One more thing to have in mind is that the exactly once semantic of Storm is not achieved by processing each tuple exactly once: this would be too brittle since there are potentially several read/write operations per tuple defined in our topology, we want to avoid 2-phase commits for scalability reasons and at large scale, network partitions become more likely. Rather, Storm will typically continue replaying the tuples until he's sure they have been completely successfully processed at least once. The important relationship of this to state updates is that Storm gives us primitive (OpaqueMap) that allows idempotent state update so that those replays do not corrupt previously stored data. For example, if we are summing up the numbers [1,2,3,4,5], the resulting thing saved in DB will always be 15 even if they are replayed and processed in the "sum" operation several times due to some transient failure. OpaqueMap has a slight impact on the format used to save data in DB. Note that those replay and opaque logic are only present if we tell Storm to act like that, but we usually do.

If you're interested in reading more, I posted 2 blog articles here on the subject.

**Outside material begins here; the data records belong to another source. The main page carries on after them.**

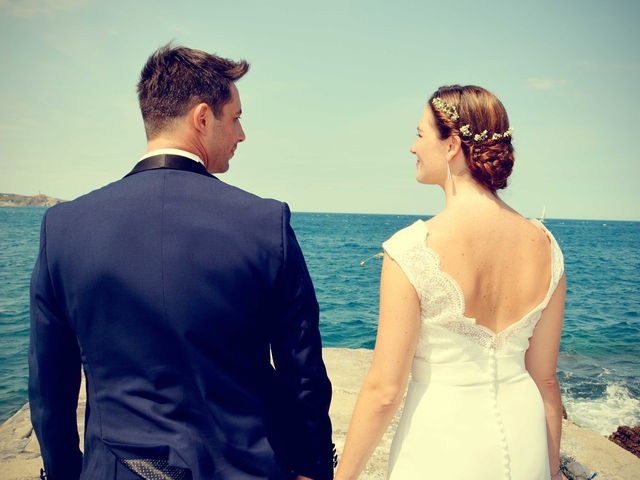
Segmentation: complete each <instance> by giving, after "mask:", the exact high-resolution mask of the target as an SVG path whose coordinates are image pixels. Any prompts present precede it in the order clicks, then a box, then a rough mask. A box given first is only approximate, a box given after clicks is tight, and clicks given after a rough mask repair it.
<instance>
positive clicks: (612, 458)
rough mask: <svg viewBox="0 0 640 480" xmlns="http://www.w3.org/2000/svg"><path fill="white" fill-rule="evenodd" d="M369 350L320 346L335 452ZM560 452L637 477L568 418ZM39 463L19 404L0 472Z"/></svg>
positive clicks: (23, 470)
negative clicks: (326, 389) (330, 419)
mask: <svg viewBox="0 0 640 480" xmlns="http://www.w3.org/2000/svg"><path fill="white" fill-rule="evenodd" d="M371 353H372V352H371V351H370V350H362V349H359V350H351V349H340V348H326V349H324V356H325V361H326V364H327V369H328V370H329V376H330V378H331V381H332V383H333V392H334V393H333V402H332V405H331V412H330V413H331V419H332V422H333V429H334V441H335V442H336V447H337V449H338V452H341V451H342V447H343V445H344V440H345V434H346V431H347V427H348V422H349V418H350V417H351V412H352V410H353V406H354V404H355V401H356V396H357V394H358V390H359V389H360V385H361V383H362V380H363V378H364V375H365V373H366V371H367V369H368V367H369V364H370V362H371ZM82 392H83V393H82V394H81V396H80V402H79V408H78V423H79V427H80V429H81V431H82V429H83V427H84V425H83V420H84V409H85V398H84V389H82ZM398 419H399V414H397V415H396V417H395V419H394V421H393V423H392V426H391V428H389V430H388V431H387V433H386V434H385V436H384V437H383V439H382V442H381V443H380V445H379V446H378V448H377V449H376V451H375V452H374V454H373V457H372V458H371V460H370V461H369V463H368V465H367V467H366V469H365V472H364V473H363V475H362V476H361V477H360V478H361V479H363V480H373V479H384V478H385V474H386V459H387V453H388V451H389V447H390V445H391V439H392V437H393V432H394V431H395V427H396V426H397V422H398ZM625 432H626V433H624V432H623V434H624V435H627V434H628V437H629V439H630V441H632V442H633V441H637V438H638V437H637V433H638V431H637V430H635V435H636V436H635V437H633V435H634V431H633V429H630V431H629V432H627V431H626V430H625ZM81 437H82V434H81ZM624 438H627V437H624ZM562 452H563V453H564V454H566V455H569V456H571V457H573V458H575V459H576V460H577V461H578V462H580V463H582V464H583V465H585V466H587V467H589V468H590V469H591V470H594V471H596V472H598V477H597V480H637V479H640V458H637V457H636V456H634V455H633V454H632V453H629V452H628V451H626V450H624V449H623V448H621V447H619V446H618V445H616V444H615V443H613V441H610V440H609V439H607V438H606V437H604V436H602V435H600V434H598V433H596V432H593V431H591V430H587V429H585V428H581V427H578V426H577V425H575V424H573V423H571V422H570V421H568V420H565V421H564V422H563V431H562ZM41 465H42V460H41V458H40V448H39V446H38V441H37V439H36V438H35V435H34V434H33V429H32V428H31V422H30V417H29V408H28V405H25V406H24V407H22V408H21V409H20V411H18V412H17V413H16V414H15V415H14V416H13V417H11V418H10V419H9V420H7V421H6V422H5V423H4V424H3V425H2V426H0V472H1V476H2V479H3V480H35V479H37V478H38V474H39V471H40V467H41Z"/></svg>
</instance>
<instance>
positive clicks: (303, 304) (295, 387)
mask: <svg viewBox="0 0 640 480" xmlns="http://www.w3.org/2000/svg"><path fill="white" fill-rule="evenodd" d="M290 216H291V214H290V211H289V207H288V206H287V205H286V204H283V215H282V268H281V271H280V274H279V279H278V282H277V285H276V287H277V289H276V297H277V300H278V301H277V312H276V319H275V329H274V332H273V337H272V341H271V350H272V354H273V361H274V365H275V369H276V374H277V376H278V377H279V379H280V383H281V384H282V385H283V386H284V387H283V388H284V390H285V395H286V396H287V397H288V398H289V399H292V401H291V403H289V402H287V407H286V410H287V411H286V412H285V415H286V420H284V422H282V424H281V429H283V432H286V433H285V435H287V437H288V438H286V439H284V443H285V444H286V445H287V447H286V450H287V452H286V455H285V456H286V457H288V458H287V463H288V464H289V466H290V468H291V469H292V470H293V471H294V472H295V473H296V474H298V475H305V476H307V477H311V478H313V479H319V480H323V479H331V478H333V444H332V443H331V420H330V419H329V404H330V402H331V383H330V382H329V378H328V377H327V372H326V368H325V365H324V362H323V361H322V344H321V340H320V330H319V308H318V302H317V300H316V295H315V291H314V289H313V284H312V283H311V277H310V276H309V272H308V270H307V266H306V263H305V261H304V257H303V255H302V251H301V250H300V246H299V245H298V241H297V240H296V236H295V234H294V232H293V229H292V228H291V225H290V223H289V220H290Z"/></svg>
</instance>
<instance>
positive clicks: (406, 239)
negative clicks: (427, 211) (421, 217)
mask: <svg viewBox="0 0 640 480" xmlns="http://www.w3.org/2000/svg"><path fill="white" fill-rule="evenodd" d="M424 232H425V222H424V220H416V221H415V222H414V223H412V224H411V225H407V226H406V227H404V228H402V229H400V230H398V231H397V232H395V233H394V234H393V235H391V237H389V239H388V240H387V241H390V240H410V239H415V238H417V237H420V236H423V235H424Z"/></svg>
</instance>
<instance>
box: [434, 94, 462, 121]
mask: <svg viewBox="0 0 640 480" xmlns="http://www.w3.org/2000/svg"><path fill="white" fill-rule="evenodd" d="M431 104H432V105H433V108H435V109H436V110H438V111H439V112H442V113H444V114H445V115H446V116H447V117H449V118H450V119H451V120H453V121H454V122H455V121H456V120H457V119H459V118H460V115H458V111H457V110H456V107H454V106H453V105H451V104H450V103H447V102H445V101H444V100H442V99H441V98H440V97H434V99H433V100H431Z"/></svg>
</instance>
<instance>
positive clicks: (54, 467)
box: [29, 214, 82, 480]
mask: <svg viewBox="0 0 640 480" xmlns="http://www.w3.org/2000/svg"><path fill="white" fill-rule="evenodd" d="M46 224H47V215H46V214H45V217H44V218H43V220H42V228H41V232H40V252H39V255H38V259H37V261H36V265H35V268H34V270H33V274H32V277H31V295H30V302H31V337H30V344H29V403H30V409H31V422H32V423H33V427H34V430H35V432H36V435H37V437H38V441H39V443H40V450H41V452H42V458H43V460H44V466H45V471H46V472H47V478H48V479H50V480H58V479H64V480H69V479H71V480H73V479H77V478H79V476H80V471H81V469H82V454H81V452H80V449H79V446H78V445H79V438H78V429H77V421H76V408H77V404H78V392H79V389H80V364H81V362H80V352H79V347H78V342H77V340H76V336H75V334H74V332H73V331H72V329H71V327H70V325H69V323H68V322H67V321H66V319H65V317H64V315H63V313H62V311H61V309H60V306H59V304H58V302H57V301H56V297H55V292H54V289H53V285H52V282H51V277H50V271H49V265H48V259H47V239H46V230H47V227H46Z"/></svg>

http://svendvanderveken.wordpress.com/2013/07/30/scalable-real-time-state-update-with-storm/

http://svendvanderveken.wordpress.com/2014/02/05/error-handling-in-storm-trident-topologies/

One last thing: as hinted by the replay stuff above, Storm is a very asynchronous mechanism by nature: we typically have some data producer that post event in a queueing system (e,g. Kafka or 0MQ) and Storm reads from there. As a result, assigning a timestamp from within storm as suggested in the question may or may not have the desired effect: this timestamp will reflect the "latest successful processing time", not the data ingestion time, and of course it will not be identical in case of replayed tuples.

Question 2

Have you tried trident-state for redis. There is a code on github that does it already: https://github.com/kstyrc/trident-redis.

Let me know if this answers your question or not.